昔話の伝わり方というのは諸説ありますが、〝人類の意識下の共通する総意〟とかいうものが、本当にあるんじゃないかと思います。
いや、ようわかりませんが(笑)

ヤンさん「はらぺこピエトリン」『子どもに語るイタリアの昔話』こぐま社
これはもうね、ヤンさんが図書館で子どもたちに語られるのを何度も聞いていますから、安定の面白さなんですが、でもそのたびに面白いなあと思うのですよ。
子どもたちも、大きい声で笑ったり、伸び上がったり、体じゅうで喜んでます(^_^)
かつて小澤先生が昔ばなし大学で「子どもたちは知っている話にまた会いたがっている」とおっしゃり、うわあ~なんかすごいこと聞いたなァ、と思いました。
ヤンさんの語りを聞いているとね、また聞きたいなと思うんですよね。
そういう語りをしないといけないなと、思うんですね。
自分を振り返って思うわけですよ。
出来てませんよ、出来てませんけどね。
拗ねてませんよ(-_-メ)

そして、初級クラスに続いて中級クラスでも宿題です。
内容は同じ、3月の勉強会までにたくさん本を読みましょうということでおはなしの本のリストが渡されました。
わたし、おおかたは読んでますが、おおかた忘れてます(あかんがな)
がんばって読もうと思います。
次は3月15日です。
そのころはコロナの状況はどうなってるかな?
みんな、元気でいられますように。

12月の研究クラス

今年2回目の研究クラスの報告です(^_^)
研究クラスでは、当番さんが事前に一話を選んでその話についてレポートを作成します。
勉強会当日はそのおはなしを語って、レポートの説明をして、語りの講評という流れになります。
今回は、語りではなくて研究クラスでずっと読みあわせている〝呪的逃走モティーフ〟について、勉強しようということになった最初のころに、「三枚のお札」でレポートを作成されたかたの呪的逃走モティーフを追いかけた続編でした。
タイトルは、「ぎょうせいの『世界の民話』における呪的逃走の考察」です。

調べ方を説明します。
まず、『日本昔話通観第28巻昔話タイプ・インデックス』(同朋舎)をみます。
すると「三枚のお札」は、IT347とあります。
(ITとは、共同編集者の稲田浩二先生のIで、稲田タイプということです。)
そして、同一タイプとしてAT313H、参照タイプとしてAT313D、AT314、AT334があげられています。
ATというのは、研究者のアールネさんのAと、トムソンさんのTです。
AT番号を調べるために、『世界の民話25解説編』(ぎょうせい)をみます。
索引Ⅰアールネ=トムソン「昔話の型」による索引の11ページに
AT313、A,B,C 主人公の逃走を助ける少女
AT314 馬に変身させられた若者
そして14ページには、AT334 魔女の家事
と、載っています。
それぞれには、『世界の民話』1巻~24巻までの該当する話とグリム童話の該当する話が記載されています。
これらの話を、当番さんは一話ずつ読んでいって、呪的逃走モティーフが含まれているかどうかを確かめてレポートを作成されたのでした。
加えて今は、AT番号を進化させたATU番号があるので、『国際昔話話型カタログ分類と文献目録』(小澤昔ばなし研究所)のATU313呪的逃走の項もあわせてレポートにまとめられました。

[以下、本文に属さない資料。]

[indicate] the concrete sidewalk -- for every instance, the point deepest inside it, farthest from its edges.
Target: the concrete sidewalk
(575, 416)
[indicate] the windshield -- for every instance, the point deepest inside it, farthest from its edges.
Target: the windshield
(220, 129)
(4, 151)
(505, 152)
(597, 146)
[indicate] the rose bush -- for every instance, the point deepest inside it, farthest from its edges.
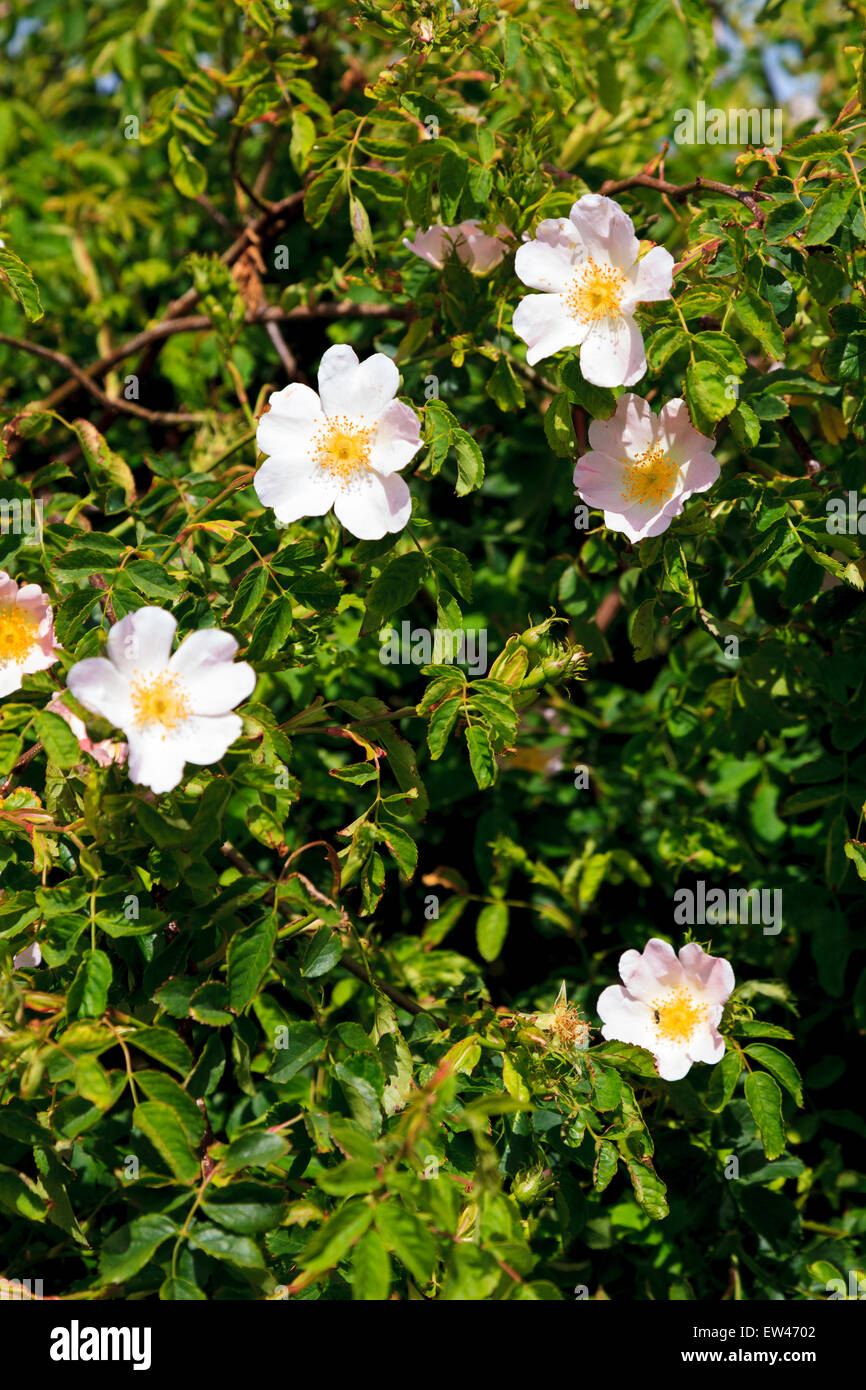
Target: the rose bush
(327, 321)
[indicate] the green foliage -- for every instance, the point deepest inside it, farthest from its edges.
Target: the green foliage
(296, 1026)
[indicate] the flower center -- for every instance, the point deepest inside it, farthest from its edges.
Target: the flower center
(160, 699)
(677, 1015)
(648, 477)
(17, 633)
(597, 292)
(342, 448)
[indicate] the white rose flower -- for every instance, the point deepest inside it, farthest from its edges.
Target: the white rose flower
(591, 280)
(173, 709)
(670, 1005)
(342, 448)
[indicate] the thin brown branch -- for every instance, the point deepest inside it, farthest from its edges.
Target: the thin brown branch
(128, 407)
(395, 994)
(679, 192)
(199, 323)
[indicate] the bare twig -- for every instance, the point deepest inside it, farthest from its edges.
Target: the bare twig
(128, 407)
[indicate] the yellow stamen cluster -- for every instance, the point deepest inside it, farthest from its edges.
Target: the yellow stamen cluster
(597, 292)
(677, 1015)
(342, 448)
(160, 699)
(17, 633)
(648, 477)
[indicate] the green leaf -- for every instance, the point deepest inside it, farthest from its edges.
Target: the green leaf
(780, 1065)
(481, 755)
(18, 1197)
(303, 1044)
(370, 1269)
(57, 740)
(188, 174)
(128, 1250)
(250, 952)
(605, 1166)
(641, 630)
(181, 1290)
(89, 990)
(167, 1134)
(395, 587)
(166, 1047)
(491, 929)
(763, 1100)
(323, 952)
(723, 1079)
(470, 463)
(166, 1090)
(758, 319)
(827, 211)
(245, 1208)
(104, 467)
(401, 845)
(648, 1189)
(223, 1244)
(253, 1150)
(407, 1237)
(337, 1237)
(855, 849)
(20, 284)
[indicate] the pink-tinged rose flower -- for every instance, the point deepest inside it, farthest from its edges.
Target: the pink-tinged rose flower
(478, 250)
(27, 633)
(106, 751)
(173, 709)
(342, 448)
(29, 958)
(642, 467)
(591, 280)
(672, 1005)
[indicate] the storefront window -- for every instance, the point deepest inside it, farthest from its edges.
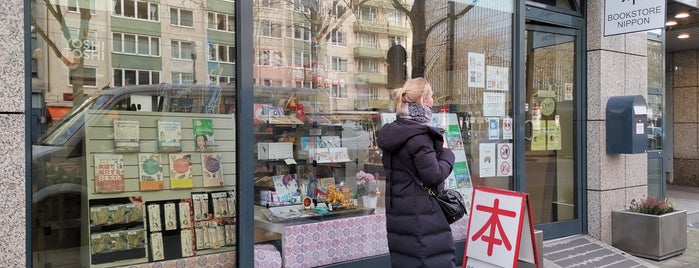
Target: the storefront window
(323, 91)
(141, 169)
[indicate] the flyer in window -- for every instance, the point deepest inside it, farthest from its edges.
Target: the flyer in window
(169, 136)
(156, 243)
(203, 135)
(187, 243)
(150, 172)
(126, 136)
(181, 171)
(185, 214)
(170, 216)
(212, 170)
(109, 173)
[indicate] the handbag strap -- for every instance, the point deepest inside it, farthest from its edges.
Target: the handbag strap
(418, 181)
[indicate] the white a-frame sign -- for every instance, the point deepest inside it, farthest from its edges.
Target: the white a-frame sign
(500, 230)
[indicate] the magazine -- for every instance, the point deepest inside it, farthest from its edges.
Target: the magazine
(109, 173)
(203, 135)
(150, 172)
(212, 170)
(169, 136)
(126, 136)
(181, 171)
(287, 187)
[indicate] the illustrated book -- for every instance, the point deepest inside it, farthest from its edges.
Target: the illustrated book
(150, 171)
(169, 136)
(126, 136)
(181, 171)
(109, 173)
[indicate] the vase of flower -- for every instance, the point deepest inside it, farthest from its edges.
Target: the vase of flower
(650, 228)
(367, 189)
(370, 201)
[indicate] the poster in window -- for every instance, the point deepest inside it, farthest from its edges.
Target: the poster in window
(487, 160)
(476, 70)
(169, 136)
(553, 132)
(109, 173)
(212, 170)
(538, 142)
(181, 171)
(181, 105)
(126, 136)
(150, 172)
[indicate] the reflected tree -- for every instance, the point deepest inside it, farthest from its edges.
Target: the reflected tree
(76, 42)
(422, 28)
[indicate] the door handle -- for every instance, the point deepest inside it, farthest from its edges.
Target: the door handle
(531, 129)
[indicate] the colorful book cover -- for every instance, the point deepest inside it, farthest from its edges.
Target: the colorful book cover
(169, 136)
(286, 186)
(212, 170)
(109, 173)
(181, 171)
(126, 136)
(462, 175)
(323, 184)
(203, 135)
(150, 172)
(181, 105)
(329, 142)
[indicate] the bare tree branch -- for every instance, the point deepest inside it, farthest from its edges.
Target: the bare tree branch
(442, 20)
(51, 44)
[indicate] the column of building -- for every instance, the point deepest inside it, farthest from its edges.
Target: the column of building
(616, 66)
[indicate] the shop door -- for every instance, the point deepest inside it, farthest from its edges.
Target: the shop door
(552, 129)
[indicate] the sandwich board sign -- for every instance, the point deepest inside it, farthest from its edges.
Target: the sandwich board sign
(500, 230)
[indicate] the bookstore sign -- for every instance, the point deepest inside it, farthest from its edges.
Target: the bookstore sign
(628, 16)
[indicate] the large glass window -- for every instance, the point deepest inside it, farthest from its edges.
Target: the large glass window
(136, 162)
(322, 93)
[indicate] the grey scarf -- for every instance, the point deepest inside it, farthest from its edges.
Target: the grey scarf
(417, 112)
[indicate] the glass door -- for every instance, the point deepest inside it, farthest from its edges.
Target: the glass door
(552, 128)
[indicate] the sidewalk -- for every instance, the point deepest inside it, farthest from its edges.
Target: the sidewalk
(584, 251)
(686, 198)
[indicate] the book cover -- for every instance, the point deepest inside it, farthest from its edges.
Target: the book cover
(109, 173)
(212, 170)
(329, 142)
(126, 136)
(150, 172)
(181, 105)
(181, 171)
(286, 186)
(323, 184)
(203, 135)
(169, 136)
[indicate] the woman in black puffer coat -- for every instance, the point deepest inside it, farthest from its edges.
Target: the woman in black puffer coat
(418, 233)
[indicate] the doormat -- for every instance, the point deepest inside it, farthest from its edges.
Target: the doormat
(582, 251)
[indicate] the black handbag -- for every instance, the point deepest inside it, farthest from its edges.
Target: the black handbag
(450, 201)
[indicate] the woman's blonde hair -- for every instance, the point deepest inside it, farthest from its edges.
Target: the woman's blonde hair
(414, 90)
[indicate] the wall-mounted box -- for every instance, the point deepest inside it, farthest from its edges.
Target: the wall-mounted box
(275, 150)
(626, 124)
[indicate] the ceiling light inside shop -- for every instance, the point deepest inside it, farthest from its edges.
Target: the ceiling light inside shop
(682, 15)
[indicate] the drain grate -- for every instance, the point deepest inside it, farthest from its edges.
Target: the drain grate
(584, 251)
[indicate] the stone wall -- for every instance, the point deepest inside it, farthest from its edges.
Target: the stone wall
(686, 123)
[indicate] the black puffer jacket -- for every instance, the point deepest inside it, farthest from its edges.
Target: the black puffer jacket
(418, 233)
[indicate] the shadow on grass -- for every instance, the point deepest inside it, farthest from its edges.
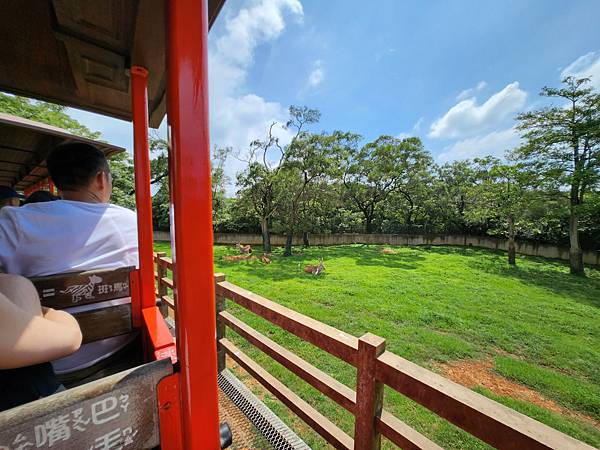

手順を追っていくとこんなかんじですが、なかなかに細かい作業でたいへんです。
呪的逃走モティーフのあった話を一覧表にまとめられましたが、わたしは説明について行くのがやっとというところでした。
もう、目が、目がぁ~~。
ほんとに、作成お疲れさまでしたとしか言いようがないのですが、呪的逃走モティーフというのは全く奥が深くて、掘っていくほどに先が伸びるみたいな感じがします。
だからこそ面白いんですが。
呪的逃走のモティーフの話は〝忘れられた花嫁〟モティーフとくっついていることが多いというのは今までの読みあわせでわかってましたが、今回わかったのは、「ラプンツェル」の魔女のように、許す代わりに将来子どもを渡せという約束をする内容のモティーフや、主人公の髪が金髪である、または金髪になるという〝金〟(極端に高価な物、一番尊い物)のモティーフとつながっていることが多いということです。
〝呪的逃走〟のモティーフが入ったおはなしは世界中にたくさんありますから、結び付くほかのモティーフが持つ意味というのもきっとあるんでしょうね。
最後に、まだまだ読むおはなしはリストアップできるから、〝呪的逃走〟を考察する旅はこれからも続くという話になりました。
わたしも根気の続く限り、というか、なんとしても続かせて(笑)、自分は調べないでいて、いいとこどりをさせてもいただこうという魂胆<(_ _)><(_ _)><(_ _)>
今回も力強いレポートをありがとうございました。